4つ目は、2020年「働きがいのある会社」ランキングのベストカンパニーに選出されたソフィア(当社)の取り組みです。
当社はインターナルブランディング・インターナルコミュニケーションの専門家集団であり、自社でも同じく働きがいを生む社内コミュニケーションの活性化を取り組みとして実施しています。
①フリーアドレス制
毎日異なるメンバーと隣り合わせで座ることで、新たな会話を促進しています。
普段の業務とは異なるメンバーとの交流から革新的なアイデアが生まれることもあるとのことです。
②夏合宿
全員参加の夏合宿を創立から毎年行っています。
社員が自分たちでその年ごとのテーマと内容を企画し、グループワークや課題に取り組むことで効果的なチームビルディングを実現しています。
③社員同士の対話の機会を増やす
四半期ごとのキックオフに加え、会社の課題について話し合う「ソフィア会議」、金曜夜にテーマを持ち寄って話し合う「TGIF」など、通常業務の枠を越えた対話の機会によって相互理解が生まれています。

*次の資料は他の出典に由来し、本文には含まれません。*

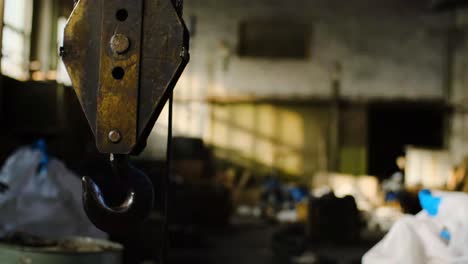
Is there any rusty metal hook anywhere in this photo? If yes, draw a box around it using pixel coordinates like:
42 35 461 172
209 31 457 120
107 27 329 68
82 154 154 234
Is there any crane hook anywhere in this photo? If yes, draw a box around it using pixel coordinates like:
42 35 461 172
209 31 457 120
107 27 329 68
82 154 154 234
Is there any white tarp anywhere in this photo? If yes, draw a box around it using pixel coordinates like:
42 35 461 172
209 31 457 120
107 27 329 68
0 147 105 239
363 191 468 264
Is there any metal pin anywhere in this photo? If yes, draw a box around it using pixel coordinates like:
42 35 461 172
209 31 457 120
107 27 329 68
110 34 130 55
108 130 122 143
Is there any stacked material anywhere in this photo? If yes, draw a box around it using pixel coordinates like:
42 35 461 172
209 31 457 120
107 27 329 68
0 147 104 239
364 190 468 263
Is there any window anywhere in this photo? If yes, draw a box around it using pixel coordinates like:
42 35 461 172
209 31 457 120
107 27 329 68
238 20 310 59
2 0 34 80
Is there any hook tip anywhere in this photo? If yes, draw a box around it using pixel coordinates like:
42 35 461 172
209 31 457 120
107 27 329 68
80 167 154 234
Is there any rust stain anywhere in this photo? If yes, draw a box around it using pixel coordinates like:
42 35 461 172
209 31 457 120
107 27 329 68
62 0 190 155
96 0 143 154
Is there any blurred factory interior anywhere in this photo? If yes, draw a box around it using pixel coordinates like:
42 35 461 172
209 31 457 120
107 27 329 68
0 0 468 263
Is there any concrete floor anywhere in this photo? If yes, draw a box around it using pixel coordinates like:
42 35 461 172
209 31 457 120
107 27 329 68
169 217 276 264
168 217 372 264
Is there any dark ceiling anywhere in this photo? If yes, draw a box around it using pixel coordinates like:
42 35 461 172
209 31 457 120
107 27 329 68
56 0 468 18
431 0 468 10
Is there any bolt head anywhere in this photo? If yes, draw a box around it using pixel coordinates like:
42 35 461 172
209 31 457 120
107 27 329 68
180 47 189 61
108 130 122 143
110 34 130 55
59 46 65 57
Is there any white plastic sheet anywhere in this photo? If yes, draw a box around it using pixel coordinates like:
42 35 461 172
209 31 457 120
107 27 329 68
0 147 105 239
363 191 468 264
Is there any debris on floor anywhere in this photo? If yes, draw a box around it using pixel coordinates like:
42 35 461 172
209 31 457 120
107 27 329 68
0 144 104 239
364 190 468 263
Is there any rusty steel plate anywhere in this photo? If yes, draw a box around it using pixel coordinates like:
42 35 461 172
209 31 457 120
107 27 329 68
62 0 189 154
96 0 143 154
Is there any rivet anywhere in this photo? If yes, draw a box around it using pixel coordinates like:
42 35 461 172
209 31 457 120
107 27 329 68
108 130 122 143
110 34 130 55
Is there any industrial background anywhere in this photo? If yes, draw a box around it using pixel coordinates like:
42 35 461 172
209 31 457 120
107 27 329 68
0 0 467 263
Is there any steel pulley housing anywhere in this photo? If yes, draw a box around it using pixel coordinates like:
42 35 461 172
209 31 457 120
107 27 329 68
62 0 189 155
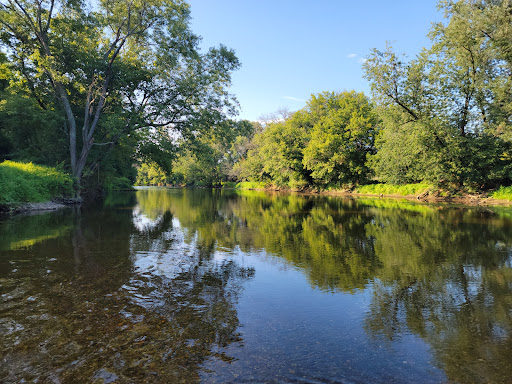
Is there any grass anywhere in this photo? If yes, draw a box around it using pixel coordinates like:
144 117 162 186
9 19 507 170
0 160 74 204
222 181 268 190
354 182 432 196
490 186 512 201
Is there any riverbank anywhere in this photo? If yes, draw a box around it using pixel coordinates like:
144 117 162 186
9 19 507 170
0 200 67 214
0 198 84 215
0 161 76 214
324 191 512 206
220 181 512 206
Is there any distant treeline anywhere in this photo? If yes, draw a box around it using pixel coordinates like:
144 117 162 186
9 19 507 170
138 1 512 193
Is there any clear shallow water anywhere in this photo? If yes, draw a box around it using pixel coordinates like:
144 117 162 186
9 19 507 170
1 188 512 383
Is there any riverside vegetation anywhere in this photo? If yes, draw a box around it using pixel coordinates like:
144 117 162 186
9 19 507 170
1 0 512 202
0 161 73 207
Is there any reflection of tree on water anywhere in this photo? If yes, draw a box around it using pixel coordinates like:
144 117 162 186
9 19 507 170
137 188 380 292
363 210 512 384
0 197 253 383
6 189 510 382
140 189 512 383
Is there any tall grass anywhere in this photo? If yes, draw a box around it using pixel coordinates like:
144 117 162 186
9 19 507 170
354 183 432 196
0 160 74 204
490 186 512 201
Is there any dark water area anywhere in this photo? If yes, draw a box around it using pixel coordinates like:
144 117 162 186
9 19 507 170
1 188 512 383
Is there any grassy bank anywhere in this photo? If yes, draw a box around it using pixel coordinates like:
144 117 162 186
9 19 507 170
0 161 74 205
223 181 433 196
353 183 433 197
354 183 512 202
221 180 512 204
221 181 268 190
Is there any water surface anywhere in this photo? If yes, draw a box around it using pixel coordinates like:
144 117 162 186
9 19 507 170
1 188 512 383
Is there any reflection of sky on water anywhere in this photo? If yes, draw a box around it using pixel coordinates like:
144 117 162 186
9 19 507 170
131 210 196 279
3 189 512 383
128 202 447 383
131 206 163 232
200 251 446 384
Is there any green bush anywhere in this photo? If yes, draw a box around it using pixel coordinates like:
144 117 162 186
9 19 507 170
104 176 134 191
490 186 512 201
235 181 268 190
0 160 74 203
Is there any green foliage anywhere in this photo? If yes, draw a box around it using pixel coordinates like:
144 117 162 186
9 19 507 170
237 91 379 190
136 162 174 186
354 183 432 196
364 1 512 188
0 160 74 203
224 181 268 189
302 91 379 186
0 0 240 191
169 120 258 187
104 177 133 191
490 186 512 201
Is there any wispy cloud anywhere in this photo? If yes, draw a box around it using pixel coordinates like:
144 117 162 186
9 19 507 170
347 53 367 64
282 96 306 102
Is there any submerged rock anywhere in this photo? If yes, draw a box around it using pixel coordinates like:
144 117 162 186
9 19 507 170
92 368 119 384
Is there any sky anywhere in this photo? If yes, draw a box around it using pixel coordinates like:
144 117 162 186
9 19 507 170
186 0 443 121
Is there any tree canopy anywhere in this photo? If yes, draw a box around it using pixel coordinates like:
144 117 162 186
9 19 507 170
1 0 512 194
234 91 379 189
0 0 240 191
363 0 512 188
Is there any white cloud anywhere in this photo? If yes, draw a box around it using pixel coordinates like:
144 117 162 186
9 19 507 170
282 96 306 102
358 58 368 64
347 53 357 59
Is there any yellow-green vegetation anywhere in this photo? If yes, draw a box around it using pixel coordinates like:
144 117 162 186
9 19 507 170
490 186 512 201
355 197 438 214
222 181 268 190
0 160 74 204
0 209 74 251
354 183 432 196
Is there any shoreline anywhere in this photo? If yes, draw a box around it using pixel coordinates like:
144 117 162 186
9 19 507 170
325 191 512 206
222 186 512 206
0 198 81 215
4 187 510 215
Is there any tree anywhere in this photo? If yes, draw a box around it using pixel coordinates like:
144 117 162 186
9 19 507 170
302 91 379 186
236 91 378 189
364 0 512 188
0 0 239 191
171 119 256 186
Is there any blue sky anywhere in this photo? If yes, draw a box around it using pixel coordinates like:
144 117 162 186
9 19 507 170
187 0 443 121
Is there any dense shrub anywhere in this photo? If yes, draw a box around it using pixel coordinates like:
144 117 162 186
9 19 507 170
490 186 512 201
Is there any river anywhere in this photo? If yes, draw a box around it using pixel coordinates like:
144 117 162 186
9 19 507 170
1 187 512 383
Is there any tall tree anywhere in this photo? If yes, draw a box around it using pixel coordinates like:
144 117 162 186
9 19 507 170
302 91 379 186
364 0 512 188
0 0 239 191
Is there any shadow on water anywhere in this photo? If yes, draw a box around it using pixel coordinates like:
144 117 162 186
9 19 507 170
1 188 512 383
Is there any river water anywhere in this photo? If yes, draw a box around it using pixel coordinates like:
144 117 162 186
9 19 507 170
1 187 512 383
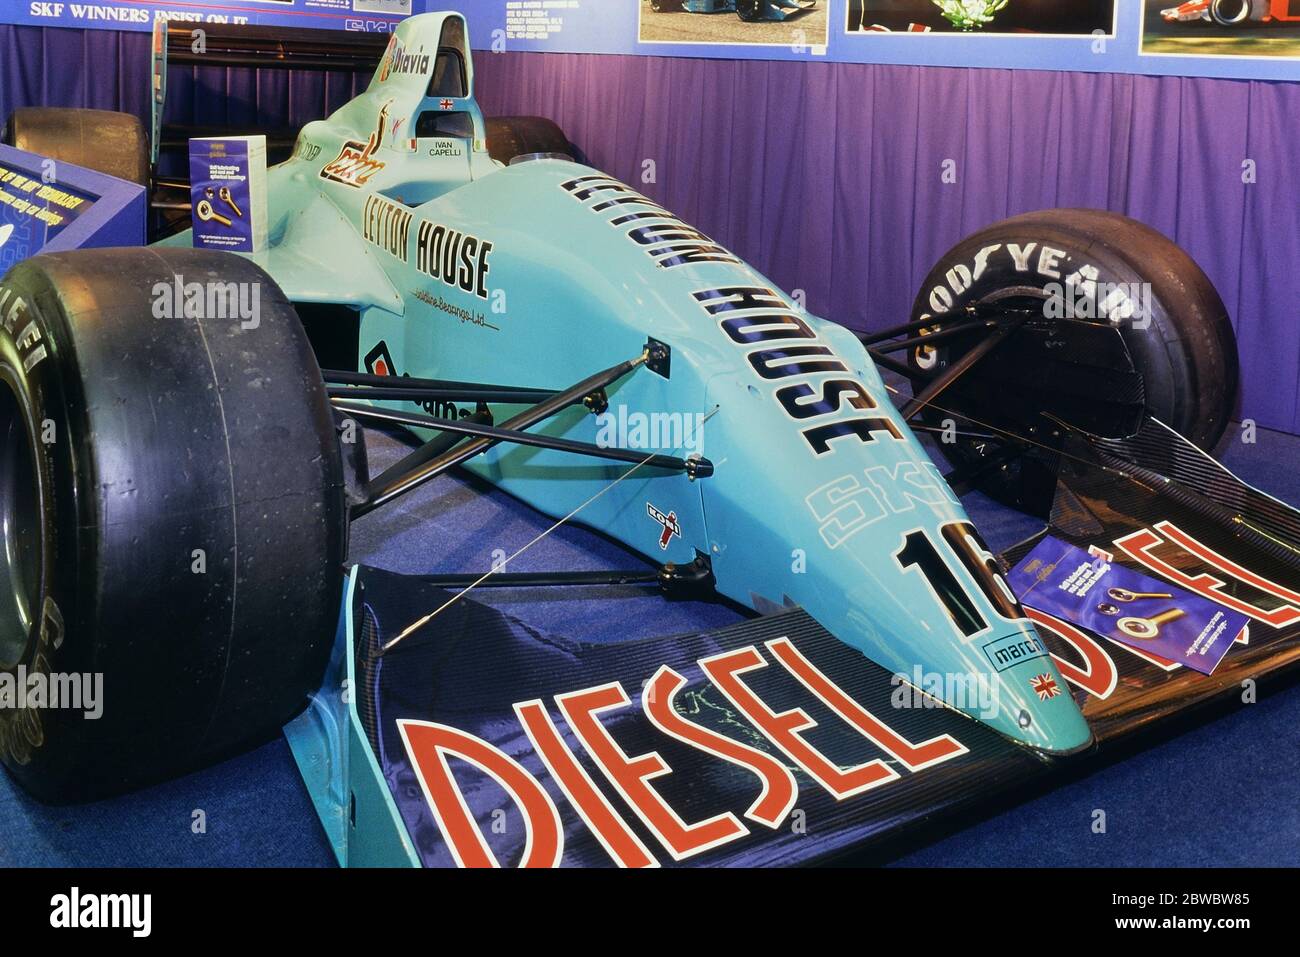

なお、従業員同士の相互理解はコミュニケーションコストを下げるというメリットがあります。
④「自律した個人」の集まりを目指した勤務体系
リモートワークやフレックスタイムを積極的に取り入れており、2017年には総務省より平成29年度「テレワーク先駆者」にも選定されています。
また、業務やスキル習得に必要な書籍を自由に購入することができ、会社がその費用を負担することで従業員の就労への動機づけや意欲の向上を図っています。
従業員満足度への取り組みは、単に調査だけを意味しません。現状の課題を抽出したうえで組織一丸となって満足度向上を目指さなければいけません。社員を巻き込むためにはインターナルコミュニケーションの活性化が重要となりますので、まずは社員の意識を調査することから始めてみてはいかがでしょうか。